With the help of its "tracing expression of multiple protein origins" (TEMPO) approach, the research team determined which cells the proteins they found came from and then went on to model the liquid biopsy-based proteomics and single-cell transcriptomics data with AI, flagging markers related to everything from eye aging to maladies such as retinitis pigmentosa as well as retinal symptoms related to Parkinson's disease or diabetes.

"[F]or the first time, our TEMPO data analysis method tells us which cells inside the eye made the proteins," Mahajan said. "With this information, we can monitor the molecular health of individual retinal cells essential for sight."

Along with protein markers reflecting specific immune, vascular, or neuronal cell types, for example, the team described a proteomic clock based on cell type-specific protein patterns — a suite of molecular markers that made it possible to see faster-than-usual molecular aging alongside eye conditions such as proliferative diabetic retinopathy that are not typically linked to age.

"This protein clock is very different from other biological clocks where DNA in the blood is used but cannot predict the age of specific organs," Mahajan said. "We found strong evidence that different eye diseases accelerate aging of the eye [by] as much as 30 years, pointing to a potential need for 'anti-aging' therapies."

The team's data also highlighted Parkinson's disease-related retinal degradation features, while uncovering distinct sets of informative cell types during different stages of diabetic retinopathy.

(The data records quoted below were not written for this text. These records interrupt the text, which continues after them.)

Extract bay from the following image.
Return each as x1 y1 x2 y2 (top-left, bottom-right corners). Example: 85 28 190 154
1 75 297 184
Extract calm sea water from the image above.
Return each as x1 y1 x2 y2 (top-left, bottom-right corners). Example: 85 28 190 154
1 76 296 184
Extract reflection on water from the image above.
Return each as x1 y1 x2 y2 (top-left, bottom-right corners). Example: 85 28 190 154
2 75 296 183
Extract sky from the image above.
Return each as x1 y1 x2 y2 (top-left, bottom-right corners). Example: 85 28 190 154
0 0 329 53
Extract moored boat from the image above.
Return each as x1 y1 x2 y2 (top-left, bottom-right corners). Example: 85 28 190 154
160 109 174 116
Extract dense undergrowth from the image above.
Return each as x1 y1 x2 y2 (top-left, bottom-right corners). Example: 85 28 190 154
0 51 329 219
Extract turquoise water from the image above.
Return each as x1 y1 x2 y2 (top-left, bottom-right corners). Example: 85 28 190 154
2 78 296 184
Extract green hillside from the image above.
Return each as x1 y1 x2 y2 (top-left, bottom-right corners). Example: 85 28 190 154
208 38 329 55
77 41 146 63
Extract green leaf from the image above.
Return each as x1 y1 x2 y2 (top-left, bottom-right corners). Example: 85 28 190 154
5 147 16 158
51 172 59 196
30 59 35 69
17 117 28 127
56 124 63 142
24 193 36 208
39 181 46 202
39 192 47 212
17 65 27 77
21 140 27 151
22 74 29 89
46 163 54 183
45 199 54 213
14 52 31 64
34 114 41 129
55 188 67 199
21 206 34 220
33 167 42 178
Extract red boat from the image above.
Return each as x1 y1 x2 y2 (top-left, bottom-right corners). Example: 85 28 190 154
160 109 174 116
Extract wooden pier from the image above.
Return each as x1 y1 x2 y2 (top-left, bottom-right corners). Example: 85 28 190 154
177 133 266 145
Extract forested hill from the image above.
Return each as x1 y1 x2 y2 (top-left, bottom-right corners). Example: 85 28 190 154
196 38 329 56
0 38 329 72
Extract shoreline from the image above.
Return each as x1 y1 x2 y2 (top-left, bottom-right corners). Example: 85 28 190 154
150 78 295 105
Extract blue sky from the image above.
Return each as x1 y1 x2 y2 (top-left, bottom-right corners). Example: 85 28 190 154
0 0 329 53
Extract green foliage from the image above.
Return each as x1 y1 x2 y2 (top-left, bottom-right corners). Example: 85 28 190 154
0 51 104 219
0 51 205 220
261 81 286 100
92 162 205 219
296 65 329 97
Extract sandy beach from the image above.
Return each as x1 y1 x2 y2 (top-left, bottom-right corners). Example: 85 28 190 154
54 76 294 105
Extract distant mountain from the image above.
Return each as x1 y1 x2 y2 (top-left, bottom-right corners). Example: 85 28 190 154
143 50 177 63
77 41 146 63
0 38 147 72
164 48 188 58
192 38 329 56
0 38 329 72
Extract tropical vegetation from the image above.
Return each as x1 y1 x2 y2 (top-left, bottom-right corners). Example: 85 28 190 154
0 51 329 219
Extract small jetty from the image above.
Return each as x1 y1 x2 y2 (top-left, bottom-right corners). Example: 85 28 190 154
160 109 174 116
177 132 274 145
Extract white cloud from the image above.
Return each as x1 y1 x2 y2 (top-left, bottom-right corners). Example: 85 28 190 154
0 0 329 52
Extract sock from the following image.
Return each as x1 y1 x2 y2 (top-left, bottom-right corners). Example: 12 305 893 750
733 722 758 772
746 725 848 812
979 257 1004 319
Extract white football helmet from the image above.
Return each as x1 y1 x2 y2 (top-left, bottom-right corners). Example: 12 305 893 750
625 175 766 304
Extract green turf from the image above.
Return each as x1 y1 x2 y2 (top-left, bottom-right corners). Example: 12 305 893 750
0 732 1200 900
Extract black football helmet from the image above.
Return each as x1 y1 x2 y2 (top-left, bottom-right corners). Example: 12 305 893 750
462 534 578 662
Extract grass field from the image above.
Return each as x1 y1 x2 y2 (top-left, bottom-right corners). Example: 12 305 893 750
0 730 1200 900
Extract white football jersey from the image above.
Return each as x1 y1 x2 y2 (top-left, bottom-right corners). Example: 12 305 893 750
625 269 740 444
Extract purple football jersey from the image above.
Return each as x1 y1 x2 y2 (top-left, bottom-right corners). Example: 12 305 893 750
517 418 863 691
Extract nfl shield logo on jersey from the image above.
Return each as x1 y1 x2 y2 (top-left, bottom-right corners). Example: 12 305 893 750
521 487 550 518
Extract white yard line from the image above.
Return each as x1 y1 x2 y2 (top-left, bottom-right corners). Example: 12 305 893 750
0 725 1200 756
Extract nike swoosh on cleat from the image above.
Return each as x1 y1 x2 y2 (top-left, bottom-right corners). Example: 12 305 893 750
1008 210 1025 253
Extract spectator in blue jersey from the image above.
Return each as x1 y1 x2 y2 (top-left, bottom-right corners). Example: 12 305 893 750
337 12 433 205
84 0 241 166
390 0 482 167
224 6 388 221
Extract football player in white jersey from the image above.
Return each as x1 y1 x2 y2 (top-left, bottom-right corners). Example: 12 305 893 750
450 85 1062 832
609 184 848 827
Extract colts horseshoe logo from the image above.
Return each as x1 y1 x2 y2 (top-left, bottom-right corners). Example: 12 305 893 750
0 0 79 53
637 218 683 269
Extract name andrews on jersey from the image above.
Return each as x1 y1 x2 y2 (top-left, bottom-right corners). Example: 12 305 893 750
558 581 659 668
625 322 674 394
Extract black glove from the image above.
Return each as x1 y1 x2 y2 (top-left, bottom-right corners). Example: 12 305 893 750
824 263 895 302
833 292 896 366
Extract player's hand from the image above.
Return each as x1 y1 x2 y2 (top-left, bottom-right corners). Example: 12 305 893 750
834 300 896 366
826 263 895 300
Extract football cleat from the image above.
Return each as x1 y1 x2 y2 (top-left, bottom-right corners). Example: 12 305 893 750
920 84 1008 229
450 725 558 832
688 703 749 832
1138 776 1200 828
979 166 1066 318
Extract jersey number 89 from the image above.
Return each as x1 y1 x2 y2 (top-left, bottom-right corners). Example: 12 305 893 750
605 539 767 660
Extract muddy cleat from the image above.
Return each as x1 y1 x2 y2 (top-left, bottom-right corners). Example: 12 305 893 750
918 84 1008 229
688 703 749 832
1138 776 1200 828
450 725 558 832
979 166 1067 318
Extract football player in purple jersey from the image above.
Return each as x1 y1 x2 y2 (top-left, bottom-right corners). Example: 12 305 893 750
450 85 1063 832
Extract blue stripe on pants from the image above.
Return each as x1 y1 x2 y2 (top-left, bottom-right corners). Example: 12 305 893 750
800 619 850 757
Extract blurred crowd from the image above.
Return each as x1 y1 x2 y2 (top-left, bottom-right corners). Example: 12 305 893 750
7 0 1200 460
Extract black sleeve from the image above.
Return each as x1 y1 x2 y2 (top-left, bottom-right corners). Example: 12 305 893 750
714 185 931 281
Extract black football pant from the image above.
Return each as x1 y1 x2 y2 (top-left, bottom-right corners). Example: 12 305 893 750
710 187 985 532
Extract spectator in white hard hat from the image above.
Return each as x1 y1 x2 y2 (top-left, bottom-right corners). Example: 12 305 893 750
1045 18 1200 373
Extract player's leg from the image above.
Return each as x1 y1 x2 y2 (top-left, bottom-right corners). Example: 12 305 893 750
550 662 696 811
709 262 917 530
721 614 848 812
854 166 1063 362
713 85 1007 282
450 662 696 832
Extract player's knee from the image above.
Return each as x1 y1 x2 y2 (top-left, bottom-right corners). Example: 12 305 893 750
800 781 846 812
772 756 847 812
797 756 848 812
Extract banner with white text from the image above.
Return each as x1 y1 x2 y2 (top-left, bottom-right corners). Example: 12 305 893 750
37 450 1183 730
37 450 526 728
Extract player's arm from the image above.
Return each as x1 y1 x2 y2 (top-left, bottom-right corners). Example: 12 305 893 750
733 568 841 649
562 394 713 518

More broadly, a similar approach may be applicable to fluid samples associated with other organ types, ranging from the brain or breast to kidney, lungs, joints, or cysts, the authors suggested, noting that the broad strategy used "has the potential to transform molecular diagnostics and prognostics while uncovering new cellular disease and aging mechanisms."

"By connecting high resolution protein data to specific cells, we can develop drugs and design better clinical trials with greater precision," Mahajan explained. "We expect researchers will apply this example of TEMPO in the eye to other human organs and diseases."